MIAMI, Sept 1 (Reuters) – Antigua and Barbuda has appointed an experienced banker to head the tiny Caribbean nation’s financial regulatory body, replacing Leroy King, who faces U.S. charges of abetting accused swindler Allen Stanford.

A government statement released late on Monday said John Benjamin, a banker with more than 40 years of experience, was named administrator and chief executive officer of Antigua and Barbuda’s Financial Services Regulatory Commission.

He replaces King, who is under house arrest and awaiting U.S. extradition proceedings for his role in the alleged $7 billion fraud that U.S. prosecutors say was operated by Texas billionaire Stanford and his associates using certificates of deposit issued by Stanford International Bank in Antigua.
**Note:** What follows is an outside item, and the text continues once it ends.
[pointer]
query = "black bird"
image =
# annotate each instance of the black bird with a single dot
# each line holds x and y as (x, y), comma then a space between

U.S. prosecutors say King received regular bribes from Stanford over several years to keep U.S. Securities and Exchange Commission investigators from probing the operations of the Antigua-based bank.
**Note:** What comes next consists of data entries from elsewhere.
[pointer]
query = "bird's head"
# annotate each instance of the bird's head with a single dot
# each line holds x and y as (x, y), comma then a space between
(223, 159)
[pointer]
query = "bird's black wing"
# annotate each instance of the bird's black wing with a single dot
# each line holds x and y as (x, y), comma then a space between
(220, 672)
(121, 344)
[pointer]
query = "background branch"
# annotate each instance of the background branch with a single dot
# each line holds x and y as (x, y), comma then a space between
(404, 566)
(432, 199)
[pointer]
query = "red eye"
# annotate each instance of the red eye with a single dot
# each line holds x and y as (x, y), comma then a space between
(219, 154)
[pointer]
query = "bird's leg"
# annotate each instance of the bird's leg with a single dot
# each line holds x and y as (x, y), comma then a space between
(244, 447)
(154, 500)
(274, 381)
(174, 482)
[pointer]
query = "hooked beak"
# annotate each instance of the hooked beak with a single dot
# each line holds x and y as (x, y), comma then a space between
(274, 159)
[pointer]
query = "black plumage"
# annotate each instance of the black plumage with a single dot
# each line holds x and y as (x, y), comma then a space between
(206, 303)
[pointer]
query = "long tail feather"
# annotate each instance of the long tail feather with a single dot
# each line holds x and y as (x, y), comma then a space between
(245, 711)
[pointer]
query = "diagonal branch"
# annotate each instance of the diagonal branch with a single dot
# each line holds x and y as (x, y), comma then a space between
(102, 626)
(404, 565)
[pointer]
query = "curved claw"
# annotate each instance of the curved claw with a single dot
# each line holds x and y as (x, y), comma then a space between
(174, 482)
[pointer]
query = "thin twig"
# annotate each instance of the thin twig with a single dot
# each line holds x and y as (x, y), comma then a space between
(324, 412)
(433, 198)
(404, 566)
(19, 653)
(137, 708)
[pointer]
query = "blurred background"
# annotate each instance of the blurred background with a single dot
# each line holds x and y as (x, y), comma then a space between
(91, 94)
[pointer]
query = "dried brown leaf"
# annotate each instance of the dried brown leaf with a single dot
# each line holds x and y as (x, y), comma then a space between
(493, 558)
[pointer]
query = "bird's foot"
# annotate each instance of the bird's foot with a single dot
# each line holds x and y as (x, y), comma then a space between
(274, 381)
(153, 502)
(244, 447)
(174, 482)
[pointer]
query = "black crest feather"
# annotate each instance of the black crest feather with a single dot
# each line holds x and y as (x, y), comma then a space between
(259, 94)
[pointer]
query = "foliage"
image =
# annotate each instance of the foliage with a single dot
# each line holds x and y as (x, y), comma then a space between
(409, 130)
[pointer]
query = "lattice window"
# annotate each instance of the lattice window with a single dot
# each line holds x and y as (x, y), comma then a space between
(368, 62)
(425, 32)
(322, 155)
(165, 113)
Stanford, 59, has denied any wrongdoing and was taken to the hospital with a racing pulse last week hours before he was due to appear in a federal court in Houston for a hearing. His lawyer says he will undergo heart tests.

In a plea agreement filed in the Houston court last week, Stanford’s former top aide, James M. Davis, alleged that King performed a “blood oath” brotherhood ceremony with Stanford in 2003, in which in exchange for cash bribes he was to ensure that Antiguan regulators did not “kill the business” of the Stanford bank on the island.
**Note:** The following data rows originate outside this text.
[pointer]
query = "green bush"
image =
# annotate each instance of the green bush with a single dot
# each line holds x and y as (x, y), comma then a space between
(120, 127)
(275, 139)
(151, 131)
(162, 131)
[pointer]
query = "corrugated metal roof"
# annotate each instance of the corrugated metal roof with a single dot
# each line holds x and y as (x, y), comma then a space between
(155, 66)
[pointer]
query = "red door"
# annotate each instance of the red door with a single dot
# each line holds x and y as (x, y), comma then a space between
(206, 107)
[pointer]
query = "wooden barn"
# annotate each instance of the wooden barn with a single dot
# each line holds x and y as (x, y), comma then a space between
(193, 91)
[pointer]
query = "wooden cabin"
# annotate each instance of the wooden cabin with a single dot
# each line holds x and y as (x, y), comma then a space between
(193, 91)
Stanford, a flamboyant sports entrepreneur who backed Caribbean cricket tournaments, was granted a knighthood by Antigua and Barbuda and was once its biggest investor.

Former Stanford clients from the United States, Mexico, Colombia and Peru are suing the tiny Caribbean state for up to $24 billion in damages, alleging it was a “partner in crime” with Stanford.

Antigua and Barbuda’s government denies this. It says the Stanford scandal badly hurt the economy of the small state of around 85,000 people, causing losses and layoffs and damaging the nation’s image as an offshore finance destination.

The Antiguan government statement said Benjamin, the new Financial Services Regulatory Commission chief, had previously worked with Barclays Bank PlcĀ  and the Antigua Commercial Bank and more recently had been managing director at TCI Bank Ltd of the Turks and Caicos Islands.

His appointment will run for a period of six months.